Innovations, Innovators & Culture
The Jazz Age was a period in the 1920s, ending with the Great Depression, in which jazz music and dance styles became popular, mainly in the United States, but also in Britain, France and elsewhere. Jazz originated in New Orleans as a fusion of African and European music and played a significant part in wider cultural changes in this period, and its influence on pop culture continued long afterwards. The Jazz Age is often referred to in conjunction with the Roaring Twenties.
Marcus Garvey (1887-1940) was the most popular black nationalist leader of the early twentieth century, and the founder of the United Negro Improvement Association (UNIA). A Jamaican immigrant, Garvey rose to prominence as a soapbox orator in Harlem, New York. By the 1920s, the charismatic Garvey's UNIA claimed more than 4 million members, and crowds of more than 25,000 people packed into Madison Square Garden to hear Garvey speak of racial redemption and repatriation to Africa. Garvey's militancy and popularity spooked the U.S. government, which eventually imprisoned and deported Garvey on dubious charges of mail fraud.

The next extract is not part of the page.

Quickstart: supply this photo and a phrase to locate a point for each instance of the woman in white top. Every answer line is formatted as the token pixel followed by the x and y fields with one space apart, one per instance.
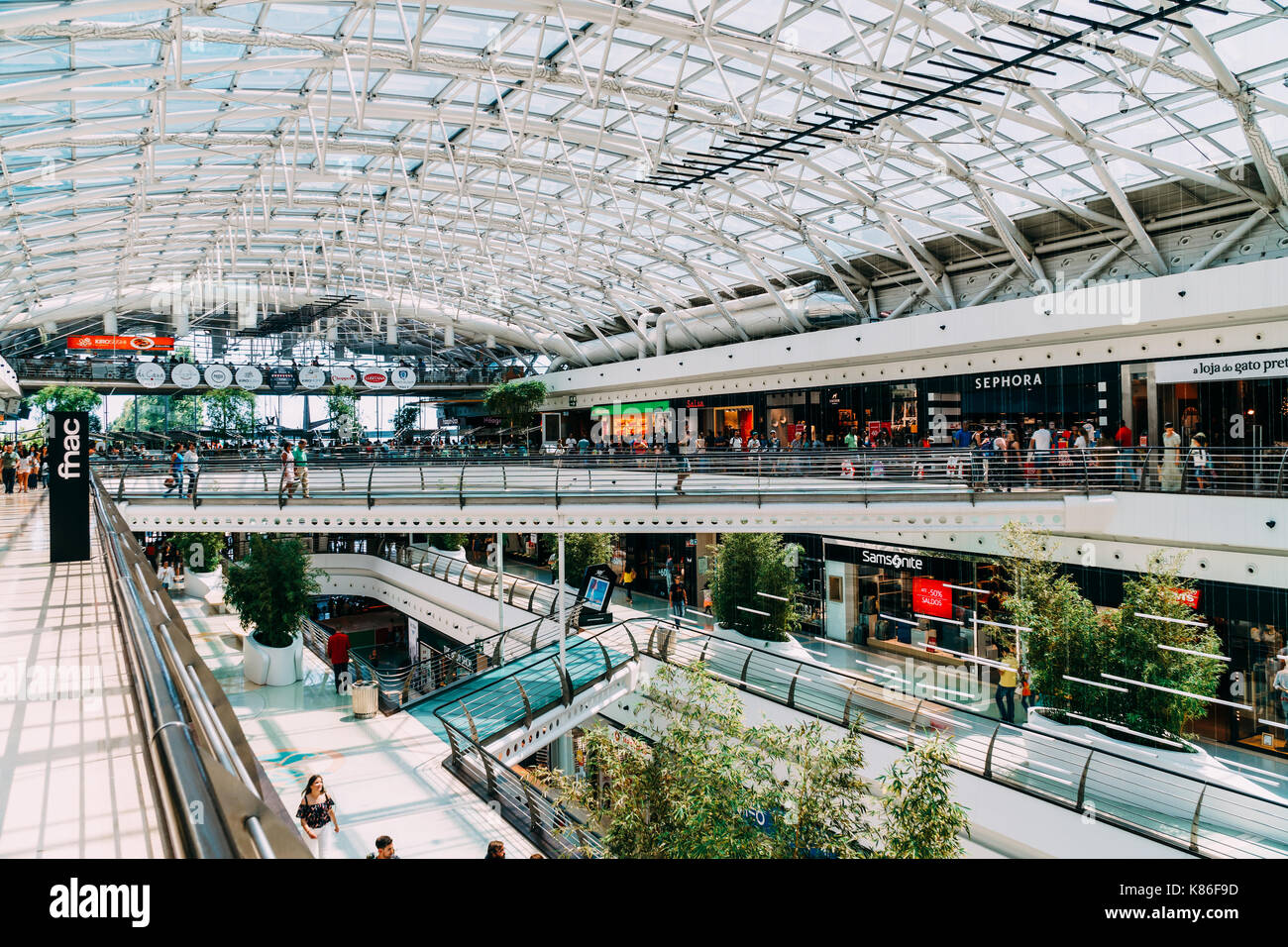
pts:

The 1920s earned their moniker—the "Roaring Twenties"—through the decade's real and sustained prosperity, dizzying technological advancements, and lively culture. The decade marked the flourishing of the modern mass-production, mass-consumption economy, which delivered fantastic profits to investors while also raising the living standard of the urban middle- and working-class. For the large minority of Americans who made their livelihoods in agriculture, however, the decade roared only with the agony of prolonged depression.